作成者: 株式会社アイ・ティ・アール|Sep 23, 2023 5:37:49 AM

従業員の利用デバイスの多様化が進むなかで、その管理に頭を悩ませる企業は依然として少なくない。そうした企業では、散在する多様なデバイスを一元的に管理できる基盤技術の進化が強く望まれている。スマートフォン、タブレットに加えて、PCやIoT関連デバイスなどの管理にも対応したUEM(Unified Endpoint Management:統合エンドポイント管理)ツールは、課題解決に向けて重要な役割を担うと見られる。

課題となるエンドポイント管理

スマートフォン、タブレットの普及拡大により、企業の従業員が利用するエンドポイント・デバイスの多様性は飛躍的に高まった。ITRが実施している「IT投資動向調査」によれば、2017年にスマートフォンを導入済みとした企業の割合は半数を超える57%に上っている。導入率の伸びは沈静化しつつあるが、注目されるのは、導入済み企業のうち、「今後も拡充予定」とする割合が大きいことである(図1)。これは、組織内における台数の拡大が今後も継続するであろうことを示している。ここにきて「働き方改革」が企業の主要課題のひとつに位置づけられるようになったことも、デバイスの多様化傾向を後押ししていると見られる。

図1.国内企業におけるスマートフォンの投資動向

出典:ITR「IT投資動向調査2018」

その一方で、増え続けるデバイスを効率的に管理するための基盤整備は、企業の間で必ずしも進んでいるとはいえない。同じ調査で、「EMM(エンタープライズモバイル管理)」に対する投資動向を見ると、導入済みとした企業の割合は全体のわずか20%にとどまっており、スマートフォン導入企業の半分にも達していない。しかも、ここ3年にわたり、EMMの導入率はほとんど伸びが見られていないのである。インベントリ情報の収集、リモートロック、リモートワイプといった基本的なデバイス管理機能が、運用管理ツールやコラボレーション・スイート、あるいはキャリアサービスの一部として無償または安価で提供されていることもあるが、「スマートフォンやタブレットの管理にスタッフの人手を割くことができない」との理由でEMMツールの導入に二の足を踏むIT部門長も少なくない。多くの企業では、スマートデバイスの適正な活用はエンドユーザーの自助努力に委ねられているのが実情である。

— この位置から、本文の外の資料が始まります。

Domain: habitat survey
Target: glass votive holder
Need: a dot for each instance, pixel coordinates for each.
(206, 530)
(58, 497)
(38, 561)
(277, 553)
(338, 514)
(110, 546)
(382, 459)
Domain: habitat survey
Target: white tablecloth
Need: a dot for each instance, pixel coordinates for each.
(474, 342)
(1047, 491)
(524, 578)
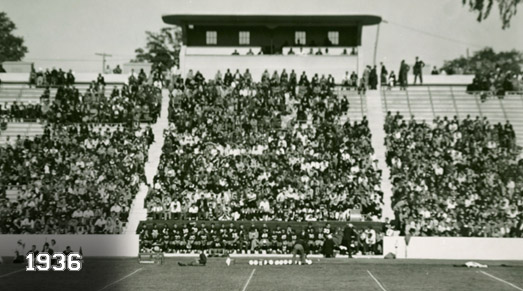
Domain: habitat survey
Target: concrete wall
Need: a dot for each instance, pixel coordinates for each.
(456, 248)
(443, 79)
(92, 245)
(208, 65)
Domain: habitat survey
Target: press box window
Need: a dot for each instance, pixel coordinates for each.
(245, 38)
(211, 37)
(300, 38)
(334, 37)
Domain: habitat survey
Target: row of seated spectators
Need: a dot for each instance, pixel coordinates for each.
(455, 177)
(496, 83)
(300, 51)
(138, 101)
(247, 152)
(73, 179)
(284, 80)
(252, 239)
(51, 77)
(20, 111)
(130, 104)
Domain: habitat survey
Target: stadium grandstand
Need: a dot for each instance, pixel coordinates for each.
(270, 132)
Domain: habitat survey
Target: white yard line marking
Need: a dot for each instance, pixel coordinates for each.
(117, 281)
(501, 280)
(376, 280)
(248, 280)
(13, 272)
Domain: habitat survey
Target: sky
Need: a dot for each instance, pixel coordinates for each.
(68, 33)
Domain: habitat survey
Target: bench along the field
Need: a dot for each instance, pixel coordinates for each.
(223, 251)
(151, 258)
(270, 224)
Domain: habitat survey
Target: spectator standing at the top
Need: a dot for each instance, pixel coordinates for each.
(366, 76)
(373, 78)
(403, 73)
(383, 75)
(418, 68)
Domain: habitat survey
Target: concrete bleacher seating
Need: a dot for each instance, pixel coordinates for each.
(22, 93)
(426, 102)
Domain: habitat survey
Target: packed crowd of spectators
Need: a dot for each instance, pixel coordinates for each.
(240, 150)
(20, 111)
(131, 103)
(51, 77)
(195, 237)
(77, 179)
(137, 101)
(455, 177)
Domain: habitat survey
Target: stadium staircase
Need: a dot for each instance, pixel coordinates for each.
(357, 104)
(138, 211)
(376, 119)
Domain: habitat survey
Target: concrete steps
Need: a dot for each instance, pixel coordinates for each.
(138, 212)
(376, 117)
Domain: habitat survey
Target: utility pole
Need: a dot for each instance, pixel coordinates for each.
(376, 42)
(103, 55)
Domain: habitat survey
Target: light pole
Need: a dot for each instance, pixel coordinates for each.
(103, 55)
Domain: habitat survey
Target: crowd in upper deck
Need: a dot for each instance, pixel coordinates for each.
(455, 177)
(73, 179)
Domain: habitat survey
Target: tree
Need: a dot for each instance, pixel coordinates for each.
(486, 60)
(162, 48)
(11, 47)
(507, 9)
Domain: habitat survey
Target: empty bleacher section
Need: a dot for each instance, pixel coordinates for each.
(428, 102)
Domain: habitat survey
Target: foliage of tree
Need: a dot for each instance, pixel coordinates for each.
(11, 47)
(507, 9)
(162, 48)
(484, 61)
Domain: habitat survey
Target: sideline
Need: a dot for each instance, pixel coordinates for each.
(248, 280)
(378, 282)
(501, 280)
(11, 273)
(117, 281)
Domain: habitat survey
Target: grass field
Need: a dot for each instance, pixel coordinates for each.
(323, 274)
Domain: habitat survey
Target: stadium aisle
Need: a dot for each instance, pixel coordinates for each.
(138, 211)
(376, 119)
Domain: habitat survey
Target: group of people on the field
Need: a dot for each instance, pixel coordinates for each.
(239, 238)
(249, 153)
(455, 177)
(73, 179)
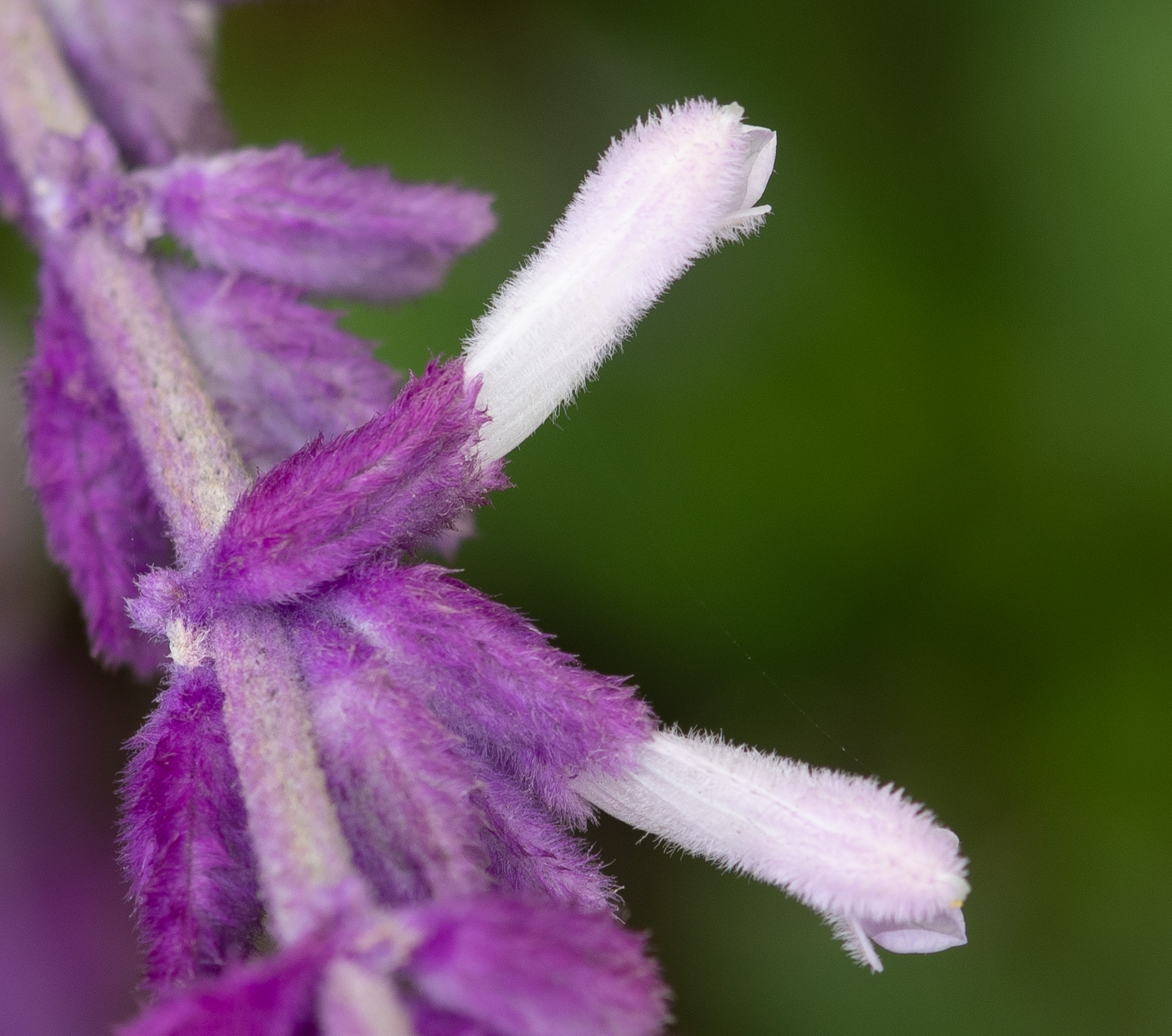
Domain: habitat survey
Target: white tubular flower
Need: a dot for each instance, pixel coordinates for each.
(666, 192)
(873, 863)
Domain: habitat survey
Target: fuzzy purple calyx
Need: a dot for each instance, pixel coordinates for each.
(316, 223)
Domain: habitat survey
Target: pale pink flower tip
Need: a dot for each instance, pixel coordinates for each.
(667, 191)
(873, 863)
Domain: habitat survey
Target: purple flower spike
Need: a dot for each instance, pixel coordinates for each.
(530, 854)
(402, 789)
(524, 705)
(402, 476)
(185, 840)
(270, 998)
(101, 520)
(316, 224)
(143, 64)
(531, 969)
(279, 369)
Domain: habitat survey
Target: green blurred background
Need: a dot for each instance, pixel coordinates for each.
(887, 488)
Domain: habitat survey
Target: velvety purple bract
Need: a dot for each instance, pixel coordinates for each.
(531, 969)
(185, 839)
(143, 64)
(402, 476)
(524, 705)
(279, 369)
(316, 223)
(101, 520)
(398, 781)
(270, 998)
(425, 815)
(531, 854)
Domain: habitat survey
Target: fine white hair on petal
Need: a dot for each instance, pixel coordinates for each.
(666, 192)
(873, 863)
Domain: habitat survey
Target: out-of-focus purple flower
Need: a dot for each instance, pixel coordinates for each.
(143, 64)
(492, 965)
(67, 957)
(316, 223)
(13, 204)
(269, 998)
(279, 369)
(533, 969)
(185, 839)
(101, 520)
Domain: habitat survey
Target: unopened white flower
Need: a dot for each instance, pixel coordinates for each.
(670, 190)
(873, 863)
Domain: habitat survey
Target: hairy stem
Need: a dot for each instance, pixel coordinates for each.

スマートデバイスは、頻繁なOSアップデートやアプリケーション、コンテンツの追加・削除など、導入後の運用フェーズで利便性と安全性を維持することが求められる。したがって、デバイスを適切に管理できないことは、セキュリティが担保されない状況が放置されるだけでなく、有効活用をも阻害する結果になることをあらためて心に留めておく必要がある。